Washington: NASA has released a new image of Charon captured by New Horizons’ Long Range Reconnaissance Imager (LORRI) from a distance of 289,000 miles (466,000 kilometers), revealing remarkable new details of Pluto's largest moon.
The image taken on late July 13, 2015, shows swath of cliffs and troughs stretches about 600 miles (1,000 kilometers) from left to right, suggesting widespread fracturing of Charon’s crust, likely a result of internal processes.
At upper right, along the moon’s curving edge, is a canyon estimated to be 4 to 6 miles (7 to 9 kilometers) deep.
As the US space agency also revealed fresh details about Charon and its mountainous terrain, the new view of Pluto's largest moon reveals a youthful and varied terrain.
The north polar region of Charon has a giant dark marking that NASA has been referring to as Mordor, which basically means they totally get us.
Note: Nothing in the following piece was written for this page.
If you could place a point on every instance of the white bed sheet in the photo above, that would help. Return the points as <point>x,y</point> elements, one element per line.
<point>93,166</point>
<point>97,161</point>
— NASA (@NASA) July 15, 2015
However, scientists are surprised by the apparent lack of craters on Charon.
South of the moon’s equator and at the bottom of the image, terrain is lit by the slanting rays of the sun, creating shadows that make it easier to distinguish topography.
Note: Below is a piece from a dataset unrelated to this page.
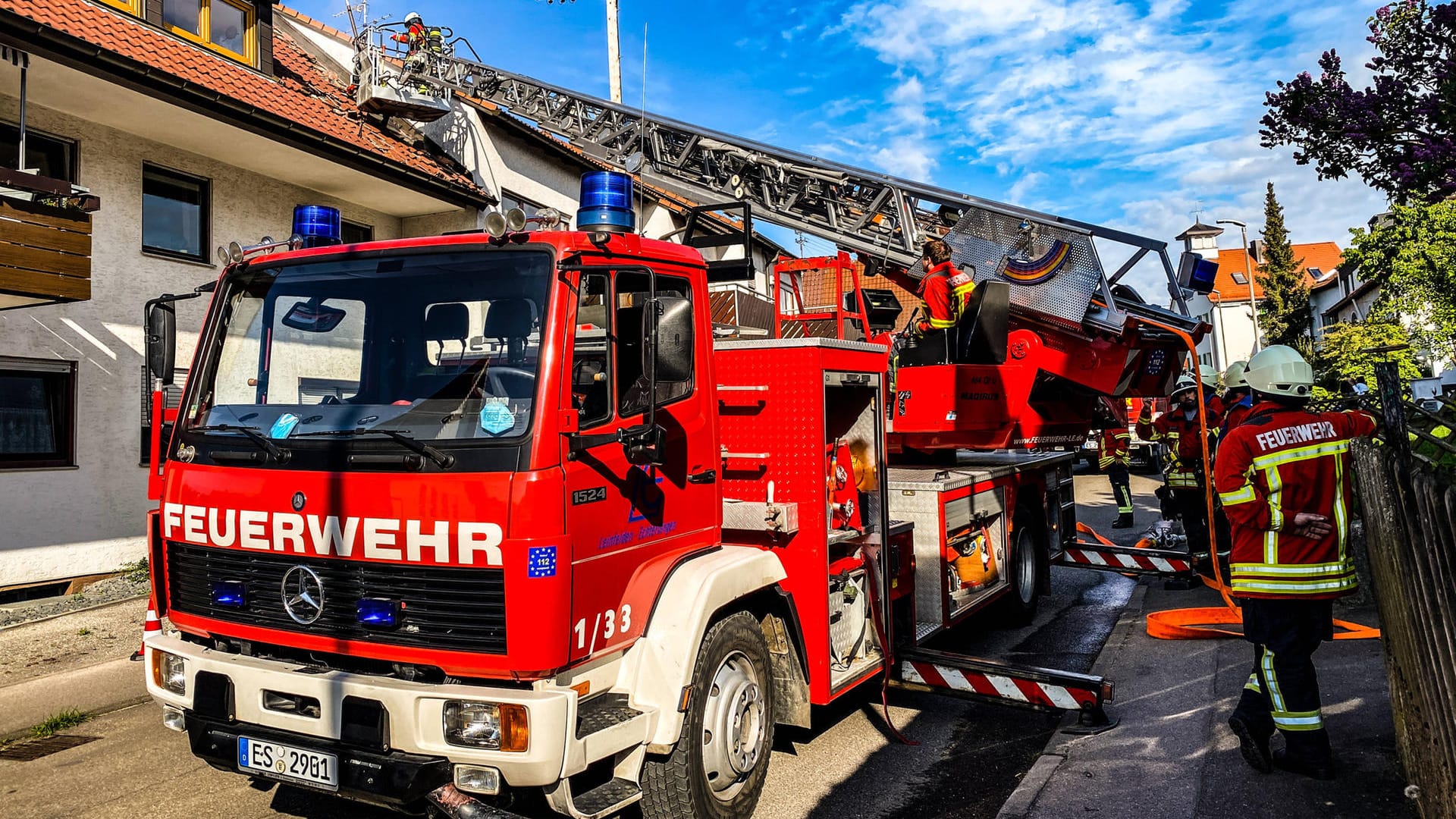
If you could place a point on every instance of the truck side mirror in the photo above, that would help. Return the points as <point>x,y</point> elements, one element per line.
<point>674,340</point>
<point>162,340</point>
NASA's New Horizons spacecraft made its historic first-ever flyby of Pluto on Tuesday, July 14 after travelling more than three billion miles and over nine-and-a-half years.
The spacecraft crossed the dwarf planet from a distance of about 12,500 km at around 5 pm (Indian standard time).
New Horizons is collecting so much data it will take 16 months to send it all back to Earth.